Larry A. Walker is Director Emeritus of the National Center for Natural Products Research (NCNPR) at the University of Mississippi, having retired at the end of 2016 after 15 years as director. He has been a member of the faculty of the School of Pharmacy at Ole Miss for 37 years. He took his undergraduate pharmacy training at Mercer University (1975), and his doctorate in Pharmacology from Vanderbilt University School of Medicine in 1979, He has worked for much of his career on natural products drug discovery, pharmacology, toxicology and metabolism. Dr. Walker is a co-author of more than 200 papers in peer-reviewed journals in pharmacology, toxicology, and natural products discovery and development. He is a member of the American Society of Pharmacognosy, American Society of Pharmacology and Experimental Therapeutics, American Society of Microbiology, American Society of Tropical Medicine and Hygiene, American Association of Pharmaceutical Scientists. He has served on editorial boards of the Journal of Pharmacology and Experimental Therapeutics, Phytotherapy Research, and was the editor-in-chief of the Journal of Biomolecular Screening from 1999-2007. He received the University’s second Distinguished Research and Creative Achievement Award in 2009, and the School of Pharmacy’s Researcher of the Year Award in 2003. He works presently on development of strategic partnerships for the University of Mississippi, and as a senior science advisor with ElSohly Laboratories, Inc. in Oxford, MS, and consultant for pharmaceutical and botanical supplement industries.

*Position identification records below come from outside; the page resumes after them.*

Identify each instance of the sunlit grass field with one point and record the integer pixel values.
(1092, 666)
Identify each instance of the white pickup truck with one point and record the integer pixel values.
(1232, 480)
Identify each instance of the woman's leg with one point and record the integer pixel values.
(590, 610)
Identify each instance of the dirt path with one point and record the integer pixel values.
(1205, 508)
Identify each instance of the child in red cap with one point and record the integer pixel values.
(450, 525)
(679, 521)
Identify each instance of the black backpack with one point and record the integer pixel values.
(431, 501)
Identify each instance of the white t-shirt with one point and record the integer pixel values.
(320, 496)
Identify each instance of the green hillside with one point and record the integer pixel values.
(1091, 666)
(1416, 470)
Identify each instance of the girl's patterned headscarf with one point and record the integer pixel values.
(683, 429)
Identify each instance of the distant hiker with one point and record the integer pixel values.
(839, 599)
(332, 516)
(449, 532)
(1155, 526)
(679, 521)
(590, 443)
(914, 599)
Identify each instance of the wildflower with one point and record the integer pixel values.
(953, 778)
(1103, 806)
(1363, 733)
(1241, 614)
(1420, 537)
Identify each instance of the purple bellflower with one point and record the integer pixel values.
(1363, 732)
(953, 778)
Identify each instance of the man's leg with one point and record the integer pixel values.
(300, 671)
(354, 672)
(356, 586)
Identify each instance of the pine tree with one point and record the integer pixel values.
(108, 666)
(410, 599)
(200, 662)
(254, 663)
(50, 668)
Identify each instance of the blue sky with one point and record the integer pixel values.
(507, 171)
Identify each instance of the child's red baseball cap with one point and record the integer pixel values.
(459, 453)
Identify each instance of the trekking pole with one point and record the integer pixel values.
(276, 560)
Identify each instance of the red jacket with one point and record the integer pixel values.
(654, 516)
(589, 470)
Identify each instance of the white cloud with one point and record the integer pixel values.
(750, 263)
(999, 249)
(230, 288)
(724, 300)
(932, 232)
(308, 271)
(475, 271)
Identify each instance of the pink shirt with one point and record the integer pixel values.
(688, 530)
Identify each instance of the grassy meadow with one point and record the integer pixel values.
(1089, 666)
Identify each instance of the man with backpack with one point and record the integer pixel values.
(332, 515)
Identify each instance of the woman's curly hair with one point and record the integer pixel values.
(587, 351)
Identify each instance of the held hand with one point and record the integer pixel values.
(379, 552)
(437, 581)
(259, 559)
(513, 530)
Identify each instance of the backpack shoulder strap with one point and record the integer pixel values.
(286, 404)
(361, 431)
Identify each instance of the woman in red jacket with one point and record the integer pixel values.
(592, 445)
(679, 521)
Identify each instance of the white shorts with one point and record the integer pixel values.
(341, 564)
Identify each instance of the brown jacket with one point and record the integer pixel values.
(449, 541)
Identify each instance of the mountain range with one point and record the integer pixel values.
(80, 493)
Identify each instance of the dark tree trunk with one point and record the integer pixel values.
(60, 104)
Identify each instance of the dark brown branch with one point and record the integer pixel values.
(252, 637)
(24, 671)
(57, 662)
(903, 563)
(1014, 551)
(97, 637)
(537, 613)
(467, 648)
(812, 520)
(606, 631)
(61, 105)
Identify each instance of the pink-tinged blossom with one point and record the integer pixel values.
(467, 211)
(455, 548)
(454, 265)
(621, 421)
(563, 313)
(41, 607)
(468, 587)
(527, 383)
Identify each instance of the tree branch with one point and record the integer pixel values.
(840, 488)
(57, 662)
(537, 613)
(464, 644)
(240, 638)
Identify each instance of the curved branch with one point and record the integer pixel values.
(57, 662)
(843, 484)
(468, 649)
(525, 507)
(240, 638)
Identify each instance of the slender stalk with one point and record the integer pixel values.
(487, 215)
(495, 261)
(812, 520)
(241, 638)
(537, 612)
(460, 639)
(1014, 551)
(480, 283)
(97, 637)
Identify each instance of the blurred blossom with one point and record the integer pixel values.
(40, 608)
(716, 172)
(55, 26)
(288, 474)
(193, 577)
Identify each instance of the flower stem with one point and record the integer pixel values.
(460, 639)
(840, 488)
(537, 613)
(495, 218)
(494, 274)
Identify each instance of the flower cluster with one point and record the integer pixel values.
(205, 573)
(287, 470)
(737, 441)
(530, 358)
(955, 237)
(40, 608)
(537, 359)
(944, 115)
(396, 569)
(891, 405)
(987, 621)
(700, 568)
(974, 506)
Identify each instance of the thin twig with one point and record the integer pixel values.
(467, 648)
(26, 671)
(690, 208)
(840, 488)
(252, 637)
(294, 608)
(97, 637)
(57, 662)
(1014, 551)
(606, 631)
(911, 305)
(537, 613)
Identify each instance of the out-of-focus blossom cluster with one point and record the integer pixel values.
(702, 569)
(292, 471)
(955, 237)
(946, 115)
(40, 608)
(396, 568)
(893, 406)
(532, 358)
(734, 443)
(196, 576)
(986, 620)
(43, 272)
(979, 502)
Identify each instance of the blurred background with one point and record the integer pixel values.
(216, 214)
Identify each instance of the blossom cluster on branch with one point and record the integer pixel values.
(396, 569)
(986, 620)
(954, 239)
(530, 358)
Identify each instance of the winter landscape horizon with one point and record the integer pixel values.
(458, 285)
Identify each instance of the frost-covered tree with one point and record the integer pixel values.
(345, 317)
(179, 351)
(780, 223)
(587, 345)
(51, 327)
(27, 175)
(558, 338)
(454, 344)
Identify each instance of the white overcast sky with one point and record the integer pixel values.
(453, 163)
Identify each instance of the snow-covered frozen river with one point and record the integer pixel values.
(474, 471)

This volume in the AAPS Advances series covers various quality, safety and clinical aspects of drug development that are relevant to new and/or generic drugs containing a complex mixture of molecules. Specific topics discussed include: raw materials sourcing; manufacturing controls; characterization; identification of critical product quality components and attributes; identification of impurities, particularly as they bear on toxicity and immunogenicity; clinical trial study design considerations, and the regulatory science applications to development of such complex mixtures. Complex mixtures are challenging to characterize and analyze using standard methods. Further challenges extend throughout the product development cycle from raw material control to clinical study design. The regulatory landscape is rapidly changing as new types of complex mixtures are introduced into clinical trials and to the market (e.g., traditional Chinese medicines and medical marijuana products), while older products are facing generic competition for the first time (e.g., enoxaparin). The future outlook for complex generic drug products, as opposed to the more commonly developed targeted single agent drug products is not clear. The risks pertaining to lack of a full understanding of raw material control, process and controls in manufacture, as well as characterization of a complex mixture were seen vividly during the heparin crisis of 2008. As such powerful lessons have been learned about the regulatory science specific to complex products. The Science and Regulations of Naturally Derived Complex Drugs addresses the interests among industry, academics, and government on the issues surrounding the future development of mixtures for medicinal use.